Manama: Saudi authorities have apprehended more than 44,500 would-be pilgrims on their way to Makkah and Medina with fake permits.
Under Saudi regulations, people planning to perform pilgrimage (Haj) are required to travel with a licensed operator and must have special permits.
The procedures are used to streamline the number of people who can perform Haj and to ensure that new applicants are selected ahead of those who have already performed the annual rituals.
The 44,673 who were apprehended near the two Haj cities did have permits, but they were not genuine, local Arabic daily Okaz reported on Tuesday.
The latest group of people to be apprehended included 1,300 non-Saudi would-be pilgrims travelling on 26 buses coming from the capital Riyadh and Al Ahsa in eastern Saudi Arabia, the passport directorate said.
Investigations revealed that each of the would-be pilgrims paid SR3,500 to a fake agency, believed to be based in Jeddah, to sign up and perform the pilgrimage.
The passport authorities said that they had launched “a massive campaign to ensure there is no tampering with the Haj permits and that 12 checkpoints had been set up to scrutinise them.

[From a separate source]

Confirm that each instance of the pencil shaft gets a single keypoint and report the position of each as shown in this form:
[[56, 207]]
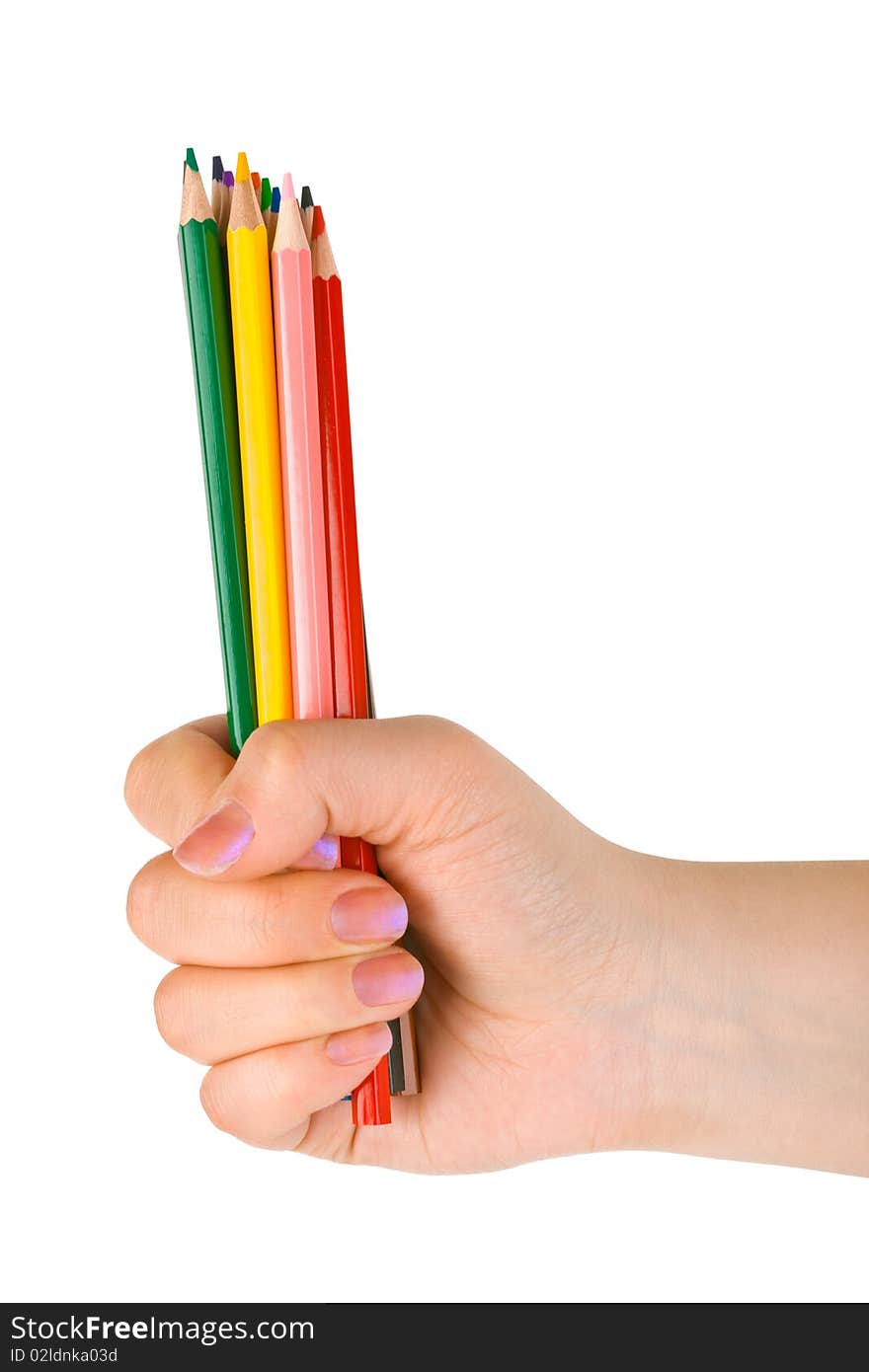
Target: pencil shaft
[[207, 313], [302, 486], [254, 364], [371, 1101]]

“The smuggling and fake permits business will intensify on the last days before the deadline,” they said. “Some people will try to blend in with regular would-be pilgrims while others will try to enter the Haj areas on foot and avoid the road checkpoints. However, we do have the teams that work together on monitoring the situation.
In some cases, Asian nationals put on women’s abyas –overalls - to disguise themselves and sneak into the Haj areas.
Those who stand behind the schemes will be brought to justice, the passport authorities said.
Official figures said that more than 1.7 million foreigners have arrived in Saudi Arabia to perform Haj. The total number is expected to exceed three million when Saudis and foreign nationals based in Saudi Arabia join them.
Islam requires all physically fit and financially able Muslims to perform Haj at least once in their lifetimes.
The Haj season starts on Wednesday and culminates on Thursday when worshippers go to Mount Arafat for daylong prayers. Eid day and the two or three following days are also used by pilgrims in prayers and getting closer to God.
Muslims who do not go to Haj are encouraged to fast on Thursday, the Mount Arafat Day.